Post date: 2014/07/31 4:17:36

みなさんの中には、ゲームの序盤で立て続けにシュートを決めるとその後のシュート成功率も高くなったように感じた経験(いわゆるホットハンド)のある人がいるかと思います。

果たしてこれは感覚的なものなのでしょうか。それとも何か科学的な裏付けがあるのでしょうか。

30年ほど前、アメリカの著名な心理学者がNBAのあるシーズンのゲームでのシュート数千本を統計分析したところ、フィールドゴール、フリースローのいずれにおいてもシュートが入る/入らないの順番は完全にアットランダムであるという結論を導き出しました。

これはラリーバードのようなスーパースターも例外ではなく、要すれば次のシュートが入る確率はコインの裏表のいずれが出る確率と同様に、直前に放ったシュート結果に依存しないというものです。仮にホットハンドが続いたとしてもそれは一時的なものであって、シュート回数を重ねていくとランダムな動きに収斂していくのです。

これが事実であれば、それまでシュートが入らなかったからといって次のシュートチャンスを躊躇する合理的な理由はありません。少なくとも確率統計的には。

バスケットボールという競技は例えばサッカーやラグビーと比べると「出会い頭」で勝利する可能性の低いスポーツだと思われます。一方でどんなに優秀なシューターを擁するチームでもフィールドゴールはせいぜい60%程度でしょうから、乱暴に言ってしまうと、仮に成功率が40%のチームであっても相手より1.5倍のシュートチャンスがあれば同じ程度に得点できる可能性があるということになります。
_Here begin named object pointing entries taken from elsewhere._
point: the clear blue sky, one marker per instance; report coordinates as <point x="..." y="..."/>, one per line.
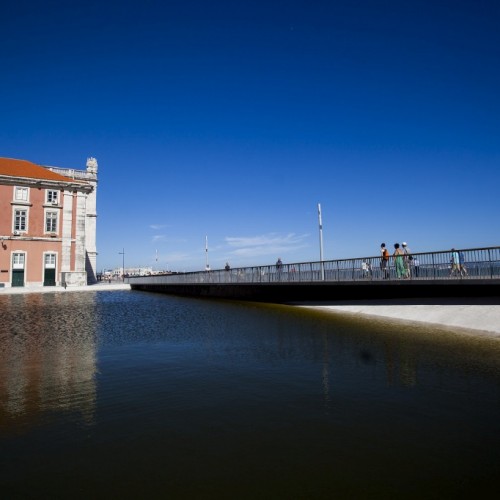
<point x="234" y="119"/>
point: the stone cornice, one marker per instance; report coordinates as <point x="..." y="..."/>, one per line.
<point x="8" y="180"/>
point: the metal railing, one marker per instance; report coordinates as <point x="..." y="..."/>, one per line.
<point x="475" y="263"/>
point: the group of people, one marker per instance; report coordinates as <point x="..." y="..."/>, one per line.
<point x="457" y="263"/>
<point x="403" y="261"/>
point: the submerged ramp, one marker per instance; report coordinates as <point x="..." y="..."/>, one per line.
<point x="324" y="291"/>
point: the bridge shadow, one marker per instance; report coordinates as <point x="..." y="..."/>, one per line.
<point x="448" y="301"/>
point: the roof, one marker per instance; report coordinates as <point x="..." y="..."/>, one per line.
<point x="26" y="169"/>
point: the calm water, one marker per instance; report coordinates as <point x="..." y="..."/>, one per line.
<point x="136" y="395"/>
そう考えると、シュートチャンス、つまりはオフェンス機会をいかに増やすかということが勝つための近道のようにみえます。そのために思いつく戦略としては、

  • できるだけ時間をかけないで攻める(ファーストブレーク、アーリーオフェンス)
  • リバウンドをできるだけたくさん取る(特にオフェンスリバウンド)
  • ターンオーバーを減らす

ところが、ある一定以上のレベルともなれば相手も同じことを考えてくるはずなので、これらの戦略を容易に実行させない手立てが必要になってくる。つまり相手のオフェンス機会をいかに断つか、ディフェンスの巧拙が重要になる。そうなると次に考えるべきはこの堅いディフェンスを打ち破るためのさらなるオフェンス力で、今度はそれを阻止するためにさらに高いディフェンス力をつけて、、、、勝つための果てしないループは続いていく。

バスケットボールとは、こうした循環参照に陥りながら相手と駆け引きしていく「我慢比べ」のようなものであり、それゆえ地道に練習を重ねればどのチームにも勝つチャンスはあるのではないか。

だから奥が深くて、面白いスポーツなのだと思います。